When a business professor at the School of Business and Economics at Wilfrid Laurier University, 1992-1994 (more precisely, assistant professor), was teaching classes where all the students were Ontario Scholars; an intellectual elite, of sorts. Also, for the most part, an economic elite, of sorts. Never had much of a sense that many of the students were economically stressed. Perhaps illusion, on my part.
Reality was one student who was brilliant, but not evidently cash flushed. Back in the day when it was not uncommon (or illegal) to inquire as to students’ backgrounds, asked this student what his parents did. Mentioned that his father had been a musician; no longer on the family scene.
Impressed. What band?
Turned out to be a band that never got beyond the Ontario bar circuit, when there was a bar circuit. Where bands could play multiple venues, across the province, and at least make some money.
You must be very proud of your father.
Not exactly. Caused a lot of hardship to the family. Economic and personal.
Did not want to talk further about his father.
End up thinking about all these musicians who come and go. People can overlook, and maybe the musicians also overlook, that they start families. Families that fracture. Musician pursuing talent and dreams, with no sense of economic reality. Saw this in Margo Davidson. When she staying at my apartment and wasn’t playing, and no money was coming in…well, money kept not coming in.

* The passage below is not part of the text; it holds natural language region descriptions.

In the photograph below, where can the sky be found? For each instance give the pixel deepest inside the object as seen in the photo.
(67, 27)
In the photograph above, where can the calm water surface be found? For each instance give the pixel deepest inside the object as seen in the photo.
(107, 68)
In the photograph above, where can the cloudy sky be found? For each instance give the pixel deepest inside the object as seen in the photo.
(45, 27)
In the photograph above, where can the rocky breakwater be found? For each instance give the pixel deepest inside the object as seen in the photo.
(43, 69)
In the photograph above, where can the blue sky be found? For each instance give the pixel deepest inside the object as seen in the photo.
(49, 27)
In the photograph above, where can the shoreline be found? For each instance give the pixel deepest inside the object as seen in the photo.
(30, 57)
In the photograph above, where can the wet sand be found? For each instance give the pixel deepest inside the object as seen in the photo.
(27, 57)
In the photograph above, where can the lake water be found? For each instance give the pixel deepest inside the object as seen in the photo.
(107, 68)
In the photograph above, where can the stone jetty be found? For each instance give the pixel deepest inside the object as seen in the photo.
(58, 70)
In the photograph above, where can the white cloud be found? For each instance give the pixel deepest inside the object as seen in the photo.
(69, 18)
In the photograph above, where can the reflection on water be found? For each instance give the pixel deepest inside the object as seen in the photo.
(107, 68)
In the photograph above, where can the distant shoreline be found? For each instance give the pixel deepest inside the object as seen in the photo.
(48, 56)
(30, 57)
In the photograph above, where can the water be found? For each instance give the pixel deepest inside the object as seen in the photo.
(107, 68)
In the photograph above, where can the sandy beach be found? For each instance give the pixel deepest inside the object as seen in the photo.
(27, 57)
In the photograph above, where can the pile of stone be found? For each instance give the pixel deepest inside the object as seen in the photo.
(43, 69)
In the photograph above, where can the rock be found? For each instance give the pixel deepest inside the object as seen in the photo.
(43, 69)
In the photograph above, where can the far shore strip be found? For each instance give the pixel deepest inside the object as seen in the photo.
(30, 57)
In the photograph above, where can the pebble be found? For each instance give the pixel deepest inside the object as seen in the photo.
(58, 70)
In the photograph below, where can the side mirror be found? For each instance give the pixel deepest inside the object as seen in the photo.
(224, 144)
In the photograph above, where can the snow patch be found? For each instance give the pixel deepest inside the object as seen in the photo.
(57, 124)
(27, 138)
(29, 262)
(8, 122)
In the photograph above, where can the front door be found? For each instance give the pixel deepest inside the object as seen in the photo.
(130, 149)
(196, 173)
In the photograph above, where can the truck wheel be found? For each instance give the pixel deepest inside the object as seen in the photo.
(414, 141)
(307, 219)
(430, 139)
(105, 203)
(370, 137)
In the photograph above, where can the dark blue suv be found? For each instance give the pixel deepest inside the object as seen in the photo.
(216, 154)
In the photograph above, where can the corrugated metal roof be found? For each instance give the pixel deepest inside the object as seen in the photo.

Many of these musicians, despite lack of national or international success, do leave permanent legacies. Recordings that never went anywhere at the time. Memorabilia Some lasting spirit of talent. Often, they leave more than they appreciate. And too often, without a will or any sense of legacy, they leave it to be scattered nowhere. No legacy for themselves, their partners, or their children.
Met one who was haunted by who his father was, and was not. What his father did, and did not.
“My father was a musician. Not so good.”